Conversely, the most striking novelty is Otello himself. Portraying the lover as tenor is not new, of course. But tenor as aging lover (as perhaps befits a composer in his seventies) is unique. He is his last great tenor. The difficulty of performing this role is prodigious. Few in the opera's 120-year history could consistently hold the stage. (Plácido Domingo is a recent example of one of the few who could.) Otello's only tenor successor is light and lyric, a turn-around of 180 degrees: the youthful Fenton of Falstaff, lovingly sculpted as an octogenarian composer would conjure up youth. Tenor as poet, lover and military hero all have their models, but none is a tragic hero in the classical sense. Characteristically impetuous, their passion and excesses can often be explained away by youth and certainly be forgiven. From Manrico to Don Carlo, Alfredo to Radames, they variously personify inherent goodness led astray. Don Alvaro and Riccardo exhibit more inner nobility of spirit. The use of the dramatic tenor as flawed tragic hero crowns Verdi's ability to stretch the limits. It stands as the apotheosis of the tenor in the Italian operatic tradition.

Finally, the enrichment of the orchestra and the symphonic development of Otello and Falstaff owe greatly to Beethoven, to Wagner - how much is still an open question - and partially to the growing interest in Milan for symphonic music. Every opera after Un Ballo in Maschera (including the revised versions of Macbeth and Simon Boccanegra) shows massive steps. The orchestration of Otello has already integrated Fontainebleau and Imperial Spain; the Scottish heath (revisited), the Genovese council chamber scene, ancient Egypt and the Dies Irae. The Act I storm and love duet, the Cypriots' hymn of praise to Desdemona, Otello's soliloquy, the Willow Song and the Ave Maria and the contrabass solo of Act IV, to cite but a few, have precedents but no equals. The Act III trio sets out the plan for Falstaff.

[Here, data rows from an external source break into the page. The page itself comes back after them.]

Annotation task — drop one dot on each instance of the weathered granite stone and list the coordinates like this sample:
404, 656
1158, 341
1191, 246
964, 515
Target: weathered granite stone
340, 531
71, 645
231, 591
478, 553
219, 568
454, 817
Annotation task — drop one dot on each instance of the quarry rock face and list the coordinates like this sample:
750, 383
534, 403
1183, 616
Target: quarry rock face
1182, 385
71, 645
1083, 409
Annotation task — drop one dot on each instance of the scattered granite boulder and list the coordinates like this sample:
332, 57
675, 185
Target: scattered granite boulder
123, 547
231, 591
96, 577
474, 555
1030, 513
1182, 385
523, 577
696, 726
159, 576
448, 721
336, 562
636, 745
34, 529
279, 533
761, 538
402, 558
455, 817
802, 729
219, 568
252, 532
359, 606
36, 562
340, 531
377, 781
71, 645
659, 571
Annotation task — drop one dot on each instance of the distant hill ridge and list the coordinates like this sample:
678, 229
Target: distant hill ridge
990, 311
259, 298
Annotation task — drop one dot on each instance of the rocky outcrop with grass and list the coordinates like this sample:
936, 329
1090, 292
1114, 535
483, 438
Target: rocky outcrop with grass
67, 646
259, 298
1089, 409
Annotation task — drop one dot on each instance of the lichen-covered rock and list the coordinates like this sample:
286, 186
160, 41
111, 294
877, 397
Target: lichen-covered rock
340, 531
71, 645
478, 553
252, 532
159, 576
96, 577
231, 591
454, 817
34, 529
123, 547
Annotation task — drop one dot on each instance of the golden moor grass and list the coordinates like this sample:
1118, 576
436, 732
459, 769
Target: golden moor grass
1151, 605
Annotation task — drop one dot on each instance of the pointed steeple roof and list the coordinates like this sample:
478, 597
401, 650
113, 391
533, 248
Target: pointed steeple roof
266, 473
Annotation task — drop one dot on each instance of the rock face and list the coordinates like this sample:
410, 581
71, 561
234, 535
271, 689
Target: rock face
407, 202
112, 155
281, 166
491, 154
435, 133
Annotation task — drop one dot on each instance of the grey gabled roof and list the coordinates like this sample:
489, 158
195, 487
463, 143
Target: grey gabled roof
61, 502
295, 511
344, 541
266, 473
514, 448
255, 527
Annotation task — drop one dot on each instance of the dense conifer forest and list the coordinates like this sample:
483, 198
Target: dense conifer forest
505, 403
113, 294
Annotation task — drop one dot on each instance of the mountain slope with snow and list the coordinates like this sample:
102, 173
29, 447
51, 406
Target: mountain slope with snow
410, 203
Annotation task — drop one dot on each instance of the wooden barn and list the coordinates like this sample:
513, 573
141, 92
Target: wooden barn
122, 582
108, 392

To summarize, no greater Italian masterwork exists. Like all great works, to paraphrase Arthur Schnabel, it is greater than the sum of all possible performances. Its greatness is not dependent on those who interpret it. Despite all the possible dramatic misadventures or vocal inadequacies, this work cannot fail because it is so perfectly conceived, so masterfully executed that not a single note is superfluous or less than inspired. Verdi was to the 19th century what Hadyn was to the 18th. Blessed with long lives, after their prodigious beginnings, they evolved throughout the years, and wrote their greatest works at the end. Verdi left not only his most sublime works, but that of the now 400-year-old tradition. Monteverdi created it, and Verdi perfected it.